Most people want to say the Eastern Conference Semifinal series between the Indiana Pacers and the Miami Heat essentially ended Tuesday in Miami when the Heat clobbered the Pacers 115-83 to take a 3-2 lead.

Some, including columnist Bob Kravitz of the Indianapolis Star, say the Pacers won’t go so quietly because they have every bit the mental toughness as a team that Miami has.

One thing’s for sure: With Indiana finally facing a real must-win situation at 8 p.m. today at Bankers Life Fieldhouse, we’re about to find out which side is correct.

You don’t truly play a must-win game in the playoffs until you are facing elimination with a loss. The Pacers face that prospect tonight.

They face it mere days after owning a commanding 2-1 lead gained when they throttled the Heat 94-75 in Game 3 in Indy. Since then, NBA MVP LeBron James and fellow superstar Dwyane Wade have found themselves and have put Miami back in the driver’s seat by combining for 70 and 58 points in Games 4 and 5, respectively.

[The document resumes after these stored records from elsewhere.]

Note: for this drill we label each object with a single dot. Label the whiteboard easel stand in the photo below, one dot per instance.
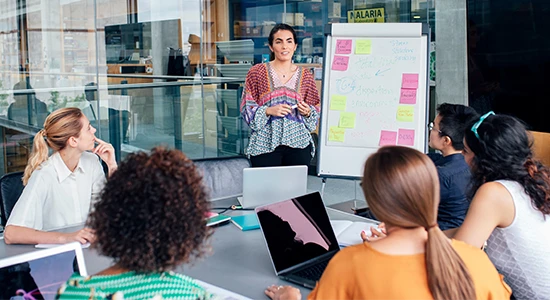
(396, 30)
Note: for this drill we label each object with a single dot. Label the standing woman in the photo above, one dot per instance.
(59, 189)
(511, 206)
(280, 104)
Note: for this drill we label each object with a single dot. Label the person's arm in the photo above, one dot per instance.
(23, 235)
(254, 115)
(311, 95)
(491, 207)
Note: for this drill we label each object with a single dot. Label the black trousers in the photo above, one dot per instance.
(283, 156)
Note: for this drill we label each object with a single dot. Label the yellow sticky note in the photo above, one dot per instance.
(336, 134)
(338, 102)
(362, 46)
(405, 113)
(347, 120)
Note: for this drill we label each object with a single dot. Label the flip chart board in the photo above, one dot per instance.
(375, 93)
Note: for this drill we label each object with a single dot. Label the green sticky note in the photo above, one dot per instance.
(336, 134)
(362, 46)
(405, 113)
(347, 120)
(338, 102)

By comparison, Pacers big men Roy Hibbert and David West — easily a matchup strength on paper for Indiana in this series since Miami’s Chris Bosh when down in Game 1 with an abdominal strain, have combined for 36 points in the same pair of games. It’s rather inexplicable how the two have come up so small other than West’s missing five straight shots to open Game 5 when he was guarded by smaller Shane Battier.

Scoring down low has to be a point of emphasis if the Pacers are to extend this series to a decisive Game 7 on Saturday, especially with Danny Granger limited by a sprained ankle he sustained Tuesday. Coach Frank Vogel plans to play Granger like normal tonight, per Conrad Brunner, but how effective can he be? Granger has struggled to contain James on the defensive end even when fully healthy, and if the ankle starts to bug him again, chances are good he will miss more minutes than planned and thus be unable to give the Pacers his usual scoring number. That puts an added onus on Vogel and the Pacers to feed the ball inside to Hibbert and West and for those two to score. The absence of Udonis Haslem, who was suspended for his Game 5 flagrant foul on Tyler Hansbrough, leaves even fewer excuses.

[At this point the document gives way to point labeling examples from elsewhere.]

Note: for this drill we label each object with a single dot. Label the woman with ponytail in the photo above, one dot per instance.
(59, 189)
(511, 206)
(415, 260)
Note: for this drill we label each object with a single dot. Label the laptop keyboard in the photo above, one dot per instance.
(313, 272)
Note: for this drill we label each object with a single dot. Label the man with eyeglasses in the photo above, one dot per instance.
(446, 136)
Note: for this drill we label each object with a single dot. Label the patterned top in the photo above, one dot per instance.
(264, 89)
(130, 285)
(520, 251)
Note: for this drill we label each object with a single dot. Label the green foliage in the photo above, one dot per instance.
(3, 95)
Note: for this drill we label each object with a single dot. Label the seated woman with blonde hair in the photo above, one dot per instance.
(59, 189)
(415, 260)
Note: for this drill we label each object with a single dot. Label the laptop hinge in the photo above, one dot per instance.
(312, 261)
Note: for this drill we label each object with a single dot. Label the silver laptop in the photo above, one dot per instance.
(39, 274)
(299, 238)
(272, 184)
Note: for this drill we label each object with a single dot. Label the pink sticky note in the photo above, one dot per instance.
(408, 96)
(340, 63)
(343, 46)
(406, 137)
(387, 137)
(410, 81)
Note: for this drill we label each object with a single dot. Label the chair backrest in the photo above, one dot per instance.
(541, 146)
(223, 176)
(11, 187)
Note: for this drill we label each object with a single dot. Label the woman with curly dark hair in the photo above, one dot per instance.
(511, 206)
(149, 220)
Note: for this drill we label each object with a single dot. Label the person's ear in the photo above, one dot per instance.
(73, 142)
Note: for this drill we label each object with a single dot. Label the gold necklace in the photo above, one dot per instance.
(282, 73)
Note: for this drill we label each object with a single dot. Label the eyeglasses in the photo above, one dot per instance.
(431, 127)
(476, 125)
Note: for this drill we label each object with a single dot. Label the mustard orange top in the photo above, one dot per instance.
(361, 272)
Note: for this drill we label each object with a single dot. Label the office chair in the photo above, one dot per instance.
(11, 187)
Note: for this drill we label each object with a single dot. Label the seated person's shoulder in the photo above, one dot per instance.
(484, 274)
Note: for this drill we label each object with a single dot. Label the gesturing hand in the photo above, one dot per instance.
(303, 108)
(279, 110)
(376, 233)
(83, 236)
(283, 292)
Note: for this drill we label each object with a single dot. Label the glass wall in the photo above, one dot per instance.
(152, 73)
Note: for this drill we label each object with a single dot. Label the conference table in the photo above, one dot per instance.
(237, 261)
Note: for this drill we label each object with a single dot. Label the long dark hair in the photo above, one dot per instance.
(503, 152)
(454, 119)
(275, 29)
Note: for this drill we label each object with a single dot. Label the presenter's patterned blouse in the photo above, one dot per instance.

They can’t be soft as team president Larry Bird described them Tuesday after the blowout loss.

There really can’t be too much disappointment among Pacers fans if the team loses tonight or Saturday in Game 7. Just containing either James or Wade alone is daunting; the Pacers must contain both, and while they were able to earlier in this series, it’s proving increasingly more difficult. In addition, the Pacers jumped from 37-46 and the eighth seed in the East last year to 42-24 and the third seed this year. Really, the only thing that would be a slight disappointment in Indiana losing this series would be the fact that the Pacers had such a monumental matchup advantage with Bosh out.

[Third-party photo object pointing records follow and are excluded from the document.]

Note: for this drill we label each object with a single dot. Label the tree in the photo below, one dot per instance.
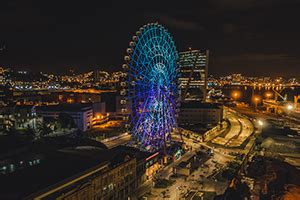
(66, 121)
(29, 132)
(43, 129)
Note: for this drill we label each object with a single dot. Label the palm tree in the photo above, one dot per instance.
(29, 132)
(43, 129)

There will be questions about the future of this Pacers team as constructed — will this core (and Paul George individually) eventually develop into championship-caliber material, or will the Pacers become the new Atlanta Hawks, who have been stuck in neutral since they similarly rose to the top half of the East three years ago? Will Indiana have to deal Danny Granger in order to make room for another young star like Indianapolis native Eric Gordon? Can the Pacers re-sign Roy Hibbert? Will Brian Shaw remain on the coaching staff or accept a head coaching position?

I’m sure the team would rather play more basketball than begin to address all those questions after tonight.